2.3 Max CP isn't the full story¶

In [106]:

from scipy.stats import pearsonr

tdo = pangoro.read_csv('tdo.csv')
tdo['NAME'] = [name.lower() for name in tdo['NAME']]
max_off_tdo = tdo.groupby('NAME')['OFF TDO'].max()
max_def_tdo = tdo.groupby('NAME')['DEF TDO'].max()
max_dps = tdo.groupby('NAME')['DPS'].max()

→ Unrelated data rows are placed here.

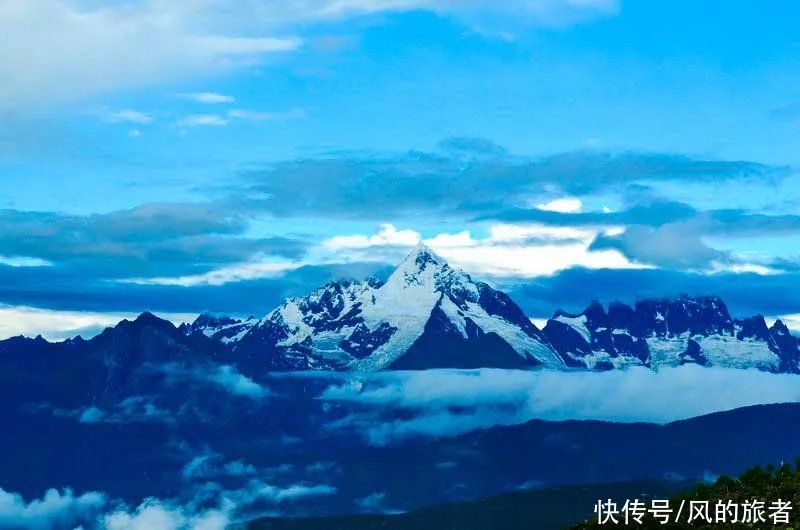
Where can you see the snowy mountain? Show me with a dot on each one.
(426, 315)
(430, 315)
(658, 333)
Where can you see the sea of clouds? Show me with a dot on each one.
(392, 405)
(385, 407)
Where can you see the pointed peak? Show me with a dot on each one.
(421, 255)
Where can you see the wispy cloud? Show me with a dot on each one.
(203, 120)
(200, 120)
(208, 98)
(56, 509)
(451, 402)
(129, 116)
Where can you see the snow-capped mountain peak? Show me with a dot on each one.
(428, 314)
(425, 310)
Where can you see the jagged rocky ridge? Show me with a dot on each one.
(427, 314)
(430, 315)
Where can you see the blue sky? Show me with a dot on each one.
(187, 156)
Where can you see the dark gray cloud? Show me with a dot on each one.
(677, 245)
(470, 177)
(66, 289)
(152, 239)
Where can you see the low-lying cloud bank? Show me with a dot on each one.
(391, 405)
(211, 508)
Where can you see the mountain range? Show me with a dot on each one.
(428, 314)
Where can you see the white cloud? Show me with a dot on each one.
(24, 261)
(224, 376)
(59, 325)
(254, 115)
(507, 233)
(510, 250)
(203, 120)
(200, 120)
(742, 268)
(156, 515)
(128, 115)
(56, 509)
(63, 50)
(233, 273)
(563, 205)
(387, 235)
(209, 98)
(487, 397)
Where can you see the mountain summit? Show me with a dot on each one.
(430, 315)
(426, 315)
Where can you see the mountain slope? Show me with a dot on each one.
(426, 315)
(431, 315)
(658, 333)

pokemon = set(dex['name']).intersection(set(tdo['NAME']))
fig = plt.figure(figsize=(18,6))
for i, (max_tdo, tdo_type) in enumerate([(max_off_tdo, 'Offensive TDO'), (max_def_tdo, 'Defensive TDO'), (max_dps, 'DPS')]):
  cps = [max_cp[n] for n in pokemon]
  tdos = [max_tdo[n] for n in pokemon]
  
  on_front = get_pareto_frontier(np.array([cps, tdos]).T)
  on_front = on_front[on_front[:,0].argsort()]
  corr = pearsonr(cps, tdos)[0]
  plt.subplot(1,3,i+1, title=tdo_type+ ' vs Max CP ($\\rho$={:.2f})'.format(corr))
  plt.scatter(cps, tdos, edgecolors='black')
  plt.plot(on_front[:,0], on_front[:,1], color='green', lw=3, alpha=0.75)
  for n in featured_pokemon:
    plt.scatter(max_cp[n], max_tdo[n], color='red', alpha=0.5, s=100)
    txt = plt.text(max_cp[n], max_tdo[n], n, ha='center', fontsize=12, fontweight='bold')
    txt.set_path_effects([PathEffects.withStroke(linewidth=2, foreground='w')])
  plt.xlabel('Max CP')
  plt.ylabel(tdo_type)

plt.tight_layout()

3 Towards Pokémon Poisson Processes¶

3.1 How CPM is used in calculating Catch Probability¶

$$ \begin{split} P(ThrowFails) &= \left(1 - \frac{BaseCatchRate}{2 * CPM}\right)^{Ball∗Curve∗Berry∗Throw∗Medal} \\ Ball &= \begin{cases} 2.0 & \text{ if } Ultra Ball \\ 1.5 & \text{ if } Great Ball \\ 1.0 & \text{ otherwise } \\ \end{cases} \\ Curve &= \begin{cases} 1.7 & \text{ if } Curveball \\ 1.0 & \text{ otherwise } \end{cases} \\ Berry &= \begin{cases} 2.5 & \text{ if } Golden Razz \\ 1.5 & \text{ if } Razz Berry, Silver Pinap \\ 1.0 & \text{ otherwise } \end{cases} \\ Throw &= \begin{cases} 2.0 - InnerRadius & \text{ if } WithinRadius \\ 1.0 & \text{ otherwise } \end{cases} \\ Medal &= \begin{cases} 1.3 & \text{ if } Gold \\ 1.2 & \text{ if } Silver \\ 1.1 & \text{ if } Bronze \\ 1.0 & \text{ otherwise } \end{cases} \\ \end{split} $$

Experimental data and p-values can been viewed at gamepress.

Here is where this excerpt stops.